The Friction of Everyday Life
Survey 3 – The Opportunities
It was January 2010, almost time for the Chinese New Year. I was on my last field trip to China. Walking the streets of Shanghai, I started seeing long lines outside the train ticket offices across the city. It was before a time when almost everyone had a smartphone. People had to physically go to the offices to buy tickets
The lines reminded me of a photograph I had taken in November 2009 of a group of young people standing on the sidewalk outside the long-distance bus station. They stood tightly together. None of them looked very excited but rather anxious. This was before everyone had a cellphone, much less a smartphone. To the far left of the group, a few people gathered around a girl who was speaking on a cell phone. At the other end, a fashionably dressed man stood at a distance from the group and was speaking on the phone as well. This was evidence that the group had just arrived in Shanghai from the countryside and was waiting to be picked up to go to work. The man on the phone must have been a recruiter. It took me years to understand this photograph. Now I wonder where they would be working and whether they would take the train to go home for the Chinese New Year just three months later.

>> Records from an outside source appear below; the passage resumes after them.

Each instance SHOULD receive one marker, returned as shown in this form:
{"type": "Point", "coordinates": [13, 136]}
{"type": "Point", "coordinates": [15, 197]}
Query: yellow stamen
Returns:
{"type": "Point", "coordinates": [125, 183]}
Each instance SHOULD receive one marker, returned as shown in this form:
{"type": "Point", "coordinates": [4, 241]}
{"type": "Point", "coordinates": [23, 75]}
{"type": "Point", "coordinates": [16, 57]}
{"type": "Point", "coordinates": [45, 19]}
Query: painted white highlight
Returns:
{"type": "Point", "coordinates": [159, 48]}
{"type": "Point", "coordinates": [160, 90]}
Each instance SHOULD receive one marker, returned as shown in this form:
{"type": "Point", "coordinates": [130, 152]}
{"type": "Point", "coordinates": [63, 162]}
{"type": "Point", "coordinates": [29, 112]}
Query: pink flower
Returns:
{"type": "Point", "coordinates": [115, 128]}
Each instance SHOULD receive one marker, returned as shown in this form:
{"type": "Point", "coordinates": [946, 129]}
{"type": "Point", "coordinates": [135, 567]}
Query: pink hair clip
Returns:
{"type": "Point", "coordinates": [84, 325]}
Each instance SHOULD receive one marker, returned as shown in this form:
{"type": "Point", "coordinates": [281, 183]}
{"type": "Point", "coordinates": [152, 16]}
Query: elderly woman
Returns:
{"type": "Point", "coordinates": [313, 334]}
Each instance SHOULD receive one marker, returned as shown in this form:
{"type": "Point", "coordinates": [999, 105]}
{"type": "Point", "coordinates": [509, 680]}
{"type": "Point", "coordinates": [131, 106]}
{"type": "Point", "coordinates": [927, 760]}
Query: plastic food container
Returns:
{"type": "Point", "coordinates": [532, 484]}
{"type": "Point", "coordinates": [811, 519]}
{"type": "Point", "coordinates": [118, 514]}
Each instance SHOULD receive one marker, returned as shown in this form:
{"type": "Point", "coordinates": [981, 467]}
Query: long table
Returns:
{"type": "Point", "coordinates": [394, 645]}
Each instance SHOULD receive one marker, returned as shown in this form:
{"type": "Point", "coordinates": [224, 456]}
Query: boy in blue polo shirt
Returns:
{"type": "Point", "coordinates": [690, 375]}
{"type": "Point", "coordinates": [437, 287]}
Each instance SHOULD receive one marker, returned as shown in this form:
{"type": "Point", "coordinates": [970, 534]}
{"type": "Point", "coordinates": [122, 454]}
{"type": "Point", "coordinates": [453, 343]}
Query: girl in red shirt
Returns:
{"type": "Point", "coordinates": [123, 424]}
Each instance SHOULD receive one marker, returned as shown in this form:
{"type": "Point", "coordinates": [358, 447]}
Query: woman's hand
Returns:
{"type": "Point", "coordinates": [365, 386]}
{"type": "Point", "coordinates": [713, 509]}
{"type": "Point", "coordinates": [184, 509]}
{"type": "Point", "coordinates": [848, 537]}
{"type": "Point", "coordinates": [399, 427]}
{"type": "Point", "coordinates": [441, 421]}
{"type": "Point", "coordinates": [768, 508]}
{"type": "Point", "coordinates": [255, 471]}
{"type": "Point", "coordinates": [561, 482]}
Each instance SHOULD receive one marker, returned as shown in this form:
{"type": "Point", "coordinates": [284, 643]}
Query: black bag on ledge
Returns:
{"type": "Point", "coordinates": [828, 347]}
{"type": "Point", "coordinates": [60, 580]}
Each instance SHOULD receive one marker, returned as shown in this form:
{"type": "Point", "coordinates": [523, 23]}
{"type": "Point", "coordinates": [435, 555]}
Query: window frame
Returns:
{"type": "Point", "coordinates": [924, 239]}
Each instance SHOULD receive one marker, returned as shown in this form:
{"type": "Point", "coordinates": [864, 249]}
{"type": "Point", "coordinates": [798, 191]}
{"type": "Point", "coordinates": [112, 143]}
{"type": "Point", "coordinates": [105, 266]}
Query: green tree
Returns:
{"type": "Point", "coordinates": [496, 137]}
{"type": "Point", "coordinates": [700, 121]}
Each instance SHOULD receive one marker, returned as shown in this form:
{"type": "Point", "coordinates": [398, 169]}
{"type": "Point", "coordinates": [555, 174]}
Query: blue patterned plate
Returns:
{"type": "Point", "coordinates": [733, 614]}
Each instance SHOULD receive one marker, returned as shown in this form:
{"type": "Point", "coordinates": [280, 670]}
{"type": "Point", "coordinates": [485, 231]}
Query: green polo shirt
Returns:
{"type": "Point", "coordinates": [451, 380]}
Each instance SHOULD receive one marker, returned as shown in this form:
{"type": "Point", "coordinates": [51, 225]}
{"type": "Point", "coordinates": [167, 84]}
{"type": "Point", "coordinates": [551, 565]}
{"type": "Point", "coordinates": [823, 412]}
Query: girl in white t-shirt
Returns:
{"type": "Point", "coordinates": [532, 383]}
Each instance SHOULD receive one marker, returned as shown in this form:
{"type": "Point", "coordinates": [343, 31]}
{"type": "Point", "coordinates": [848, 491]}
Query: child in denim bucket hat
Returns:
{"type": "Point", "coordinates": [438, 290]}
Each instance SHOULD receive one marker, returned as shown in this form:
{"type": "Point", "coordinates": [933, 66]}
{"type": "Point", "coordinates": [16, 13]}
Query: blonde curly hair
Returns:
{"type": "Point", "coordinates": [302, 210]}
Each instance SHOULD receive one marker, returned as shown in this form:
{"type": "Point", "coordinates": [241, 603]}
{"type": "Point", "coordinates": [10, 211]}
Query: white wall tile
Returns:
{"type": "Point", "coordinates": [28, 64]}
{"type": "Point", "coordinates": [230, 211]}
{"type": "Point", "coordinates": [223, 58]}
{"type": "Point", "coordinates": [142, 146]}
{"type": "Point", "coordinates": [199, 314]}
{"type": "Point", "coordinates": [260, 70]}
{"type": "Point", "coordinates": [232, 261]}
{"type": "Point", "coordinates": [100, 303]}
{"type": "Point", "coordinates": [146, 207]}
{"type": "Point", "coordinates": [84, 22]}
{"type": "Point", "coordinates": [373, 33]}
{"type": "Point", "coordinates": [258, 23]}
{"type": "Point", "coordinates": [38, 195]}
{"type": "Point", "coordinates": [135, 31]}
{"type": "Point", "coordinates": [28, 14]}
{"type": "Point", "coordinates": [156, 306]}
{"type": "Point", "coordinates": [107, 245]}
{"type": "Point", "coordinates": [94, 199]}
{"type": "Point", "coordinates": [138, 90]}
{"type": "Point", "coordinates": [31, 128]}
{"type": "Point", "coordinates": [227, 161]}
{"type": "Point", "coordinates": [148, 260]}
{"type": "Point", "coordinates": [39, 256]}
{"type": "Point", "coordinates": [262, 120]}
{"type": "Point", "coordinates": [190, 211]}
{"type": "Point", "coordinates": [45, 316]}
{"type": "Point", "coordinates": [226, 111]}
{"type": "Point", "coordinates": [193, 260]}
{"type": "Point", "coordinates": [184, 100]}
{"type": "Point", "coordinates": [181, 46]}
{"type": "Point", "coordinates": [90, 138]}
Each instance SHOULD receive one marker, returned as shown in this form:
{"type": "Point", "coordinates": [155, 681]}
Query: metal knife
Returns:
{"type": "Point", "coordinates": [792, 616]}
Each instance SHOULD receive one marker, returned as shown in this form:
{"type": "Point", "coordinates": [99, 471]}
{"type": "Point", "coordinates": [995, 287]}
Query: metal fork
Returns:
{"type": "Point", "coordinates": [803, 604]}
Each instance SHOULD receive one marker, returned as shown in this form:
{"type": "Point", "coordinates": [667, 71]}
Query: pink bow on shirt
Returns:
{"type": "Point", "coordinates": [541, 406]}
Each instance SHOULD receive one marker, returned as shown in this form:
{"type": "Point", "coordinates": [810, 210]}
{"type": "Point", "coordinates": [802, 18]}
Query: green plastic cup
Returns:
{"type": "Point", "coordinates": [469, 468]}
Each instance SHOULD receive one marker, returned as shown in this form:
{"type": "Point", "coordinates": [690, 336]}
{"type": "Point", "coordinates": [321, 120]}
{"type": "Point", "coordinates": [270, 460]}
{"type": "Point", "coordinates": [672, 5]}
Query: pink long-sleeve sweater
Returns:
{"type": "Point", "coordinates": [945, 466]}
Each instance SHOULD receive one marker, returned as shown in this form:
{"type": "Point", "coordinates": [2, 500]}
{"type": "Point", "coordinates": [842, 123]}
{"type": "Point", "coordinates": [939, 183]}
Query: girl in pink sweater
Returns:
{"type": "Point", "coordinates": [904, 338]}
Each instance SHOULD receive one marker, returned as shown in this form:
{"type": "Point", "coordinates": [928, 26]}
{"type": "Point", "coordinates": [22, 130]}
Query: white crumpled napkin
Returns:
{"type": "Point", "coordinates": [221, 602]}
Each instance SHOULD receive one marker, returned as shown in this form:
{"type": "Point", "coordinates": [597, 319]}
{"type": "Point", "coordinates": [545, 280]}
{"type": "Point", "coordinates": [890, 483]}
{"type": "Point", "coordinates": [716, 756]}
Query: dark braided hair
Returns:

Despite Shanghai’s established status as China’s largest metropolis for around two centuries, the city has been experiencing an unprecedented overhaul since the 1990s. The new Shanghai is literally being built by migrant workers. Yet, a migrant family is packed into a single room at the seafood market where they worked. Millions of square meters of new apartments have been constructed, but many natives of Shanghai were stuck in virtually uninhabitable housing at the center of the city.
In March 2009, I visited Ms. Zhou at her apartment in an urban village in Shenzhen. She shared the apartment with another girl. Ms. Zhou was from a village in Hunan province. She went back home at least twice a year – to help with the planting of the crops and for Chinese New Year. By 2009 she had been in Shenzhen for almost a decade, but she knew her status was temporary.
An official in Yumin Village, another urban village in Shenzhen, told me stories of how villagers become prosperous by utilizing the allocated land to develop real estate. He was proudly standing in front of the flag of the Communist Party of China.
Taking these photographs allowed me to look beyond a specific site and explore its context, which was essential to understanding the mechanisms of how and why the issues I was interested in emerged. They are a cross-section looking into many aspects of the cities.
I want the viewer to consider these images as an invitation for dialogues and leave room for the coexistence of overlap and disagreement.